Traversing concurrent_hash_map concurrently

People keep asking how to traverse tbb::concurrent_hash_map concurrently with other operations. But it wouldn’t be worth the blog if there was not any problem. The Reference clearly states that:

Concurrent operations (count, find, insert, and erase) invalidate any existing iterators that point into the table, An exception to this rule is that count and find do not invalidate iterators if no insertions or erasures have occurred after the most recent call to method rehash.
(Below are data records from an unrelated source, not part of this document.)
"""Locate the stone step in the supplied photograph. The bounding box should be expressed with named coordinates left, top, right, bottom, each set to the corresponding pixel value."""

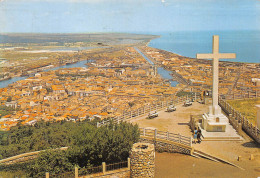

left=193, top=151, right=219, bottom=162
left=193, top=150, right=245, bottom=170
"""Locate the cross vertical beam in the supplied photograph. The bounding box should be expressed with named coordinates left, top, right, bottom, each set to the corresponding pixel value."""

left=197, top=35, right=236, bottom=115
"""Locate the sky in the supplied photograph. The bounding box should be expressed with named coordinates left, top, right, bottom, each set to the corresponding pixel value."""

left=0, top=0, right=260, bottom=33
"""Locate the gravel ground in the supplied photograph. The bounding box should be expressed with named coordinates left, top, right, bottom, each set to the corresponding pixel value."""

left=130, top=103, right=260, bottom=177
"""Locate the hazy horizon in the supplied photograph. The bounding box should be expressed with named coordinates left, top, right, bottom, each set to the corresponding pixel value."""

left=0, top=0, right=260, bottom=33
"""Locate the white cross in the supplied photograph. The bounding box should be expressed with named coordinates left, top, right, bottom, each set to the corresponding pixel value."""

left=197, top=35, right=236, bottom=115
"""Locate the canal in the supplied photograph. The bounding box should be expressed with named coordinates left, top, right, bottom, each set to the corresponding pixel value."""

left=135, top=47, right=178, bottom=87
left=0, top=47, right=178, bottom=88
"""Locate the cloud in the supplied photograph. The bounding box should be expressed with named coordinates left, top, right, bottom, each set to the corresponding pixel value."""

left=0, top=0, right=154, bottom=3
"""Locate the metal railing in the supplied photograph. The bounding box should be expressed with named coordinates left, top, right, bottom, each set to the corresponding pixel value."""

left=79, top=166, right=103, bottom=176
left=97, top=96, right=193, bottom=127
left=139, top=128, right=192, bottom=147
left=219, top=98, right=260, bottom=143
left=106, top=161, right=128, bottom=171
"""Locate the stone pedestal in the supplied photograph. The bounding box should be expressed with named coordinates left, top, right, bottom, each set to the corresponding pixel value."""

left=256, top=105, right=260, bottom=129
left=201, top=106, right=229, bottom=132
left=130, top=143, right=155, bottom=178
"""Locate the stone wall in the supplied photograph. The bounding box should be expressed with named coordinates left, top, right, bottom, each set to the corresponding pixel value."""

left=82, top=168, right=130, bottom=178
left=130, top=143, right=155, bottom=178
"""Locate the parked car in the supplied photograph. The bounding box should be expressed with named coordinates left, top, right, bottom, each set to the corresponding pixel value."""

left=184, top=100, right=192, bottom=106
left=148, top=111, right=158, bottom=119
left=166, top=105, right=176, bottom=112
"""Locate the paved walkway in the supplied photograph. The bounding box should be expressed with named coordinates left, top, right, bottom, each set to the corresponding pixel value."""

left=130, top=103, right=260, bottom=176
left=130, top=103, right=208, bottom=136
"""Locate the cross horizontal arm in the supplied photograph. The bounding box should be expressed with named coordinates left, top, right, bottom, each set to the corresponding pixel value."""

left=196, top=53, right=214, bottom=59
left=218, top=53, right=236, bottom=59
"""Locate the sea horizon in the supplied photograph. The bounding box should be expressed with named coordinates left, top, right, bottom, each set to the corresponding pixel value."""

left=0, top=30, right=260, bottom=63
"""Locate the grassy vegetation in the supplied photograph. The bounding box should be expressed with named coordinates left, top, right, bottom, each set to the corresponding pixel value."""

left=0, top=120, right=140, bottom=177
left=1, top=51, right=56, bottom=60
left=228, top=98, right=260, bottom=125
So, officially, you cannot traverse the hash map concurrently with deletion, insertion, and even to lookup operations in some cases. Or in other words, we don’t guarantee that it will work. But what will actually happen if you try? Basically, an iterator doesn’t synchronize its operations with any concurrent operation. It keeps moving from pointer to pointer returning unprotected addresses of items. So, the bad news is that a concurrent erase operation can deallocate the item you are traversing through and you’ll get garbage or an access violation exception. However, the good news is that beside erase() no other concurrent operation can deallocate already published address in TBB >=2.2. It hints that concurrent traversal is nevertheless possible if synchronized with concurrent erasure. Let’s see what can happen while traversing while insert and lookup operations are also occurring.

Current concurrent_hash_map implementation uses classic “separate chaining” data structure for the hash table. It means that each bucket has a pointer to a linked list of stored items. And concurrent resizing can happen if the bucket count is less or close to the number of inserted items. But it works without reallocation of the table as in serial algorithms and leads to specific concurrent rehashing which moves some items from an old bucket with lower index into a new bucket with higher index. The following pseudo code shows the sequence of operations used to move an item and can be executed by any concurrent operation:

*prev_pointer = node->next; // exclude item’s node from old bucket
node->next = new_bucket->node_list;
new_bucket->node_list = node; // add item’s node to new bucket

The whole movement operation is executed under locks of corresponding buckets. However, as noted before, iterators don’t respect the locks and they are not visible for iterators except perhaps by some memory ordering. Fortunately, modern processors read or write pointer locations atomically (assuming the location is properly aligned) because of they are machine-word size. It means that a thread doing concurrent traversal will not read garbage but on the other hand can read an old, not-yet-updated value. So despite the fact that the whole data-structure will be in a valid state at any given time, an iterator can miss some actually stored items or meet the same item twice. For example, please consider an iterator pointing to an item moved to a new bucket, it has pointers to a bucket and a node of an item:

Traversal threadConcurrent rehashing

my_bucket = old_bucket;
my_node = my_bucket->node_list;

my_node = my_node->next;
if( !my_node ) my_node = (++my_bucket)->node_list;

..
..
my_node->next = new_bucket->node_list;
..
..


Here, other items stored in old_bucket are skipped and items stored in new_bucket can come up twice. It significantly limits traversal guarantees we can give for current concurrent_hash_map implementation and it is why we don’t support concurrent traversal officially. However, you might still want to traverse the map if you are fine with a chance of not visiting all your items in one pass or you can apply serial rehash() operation before traversal and so reserve enough buckets to prevent concurrent rehashing. For example, a use-case described here needs just to erase outdated items from the table. So, it is not sensitive to duplications and if in one pass it doesn’t meet some items, it will see them next time.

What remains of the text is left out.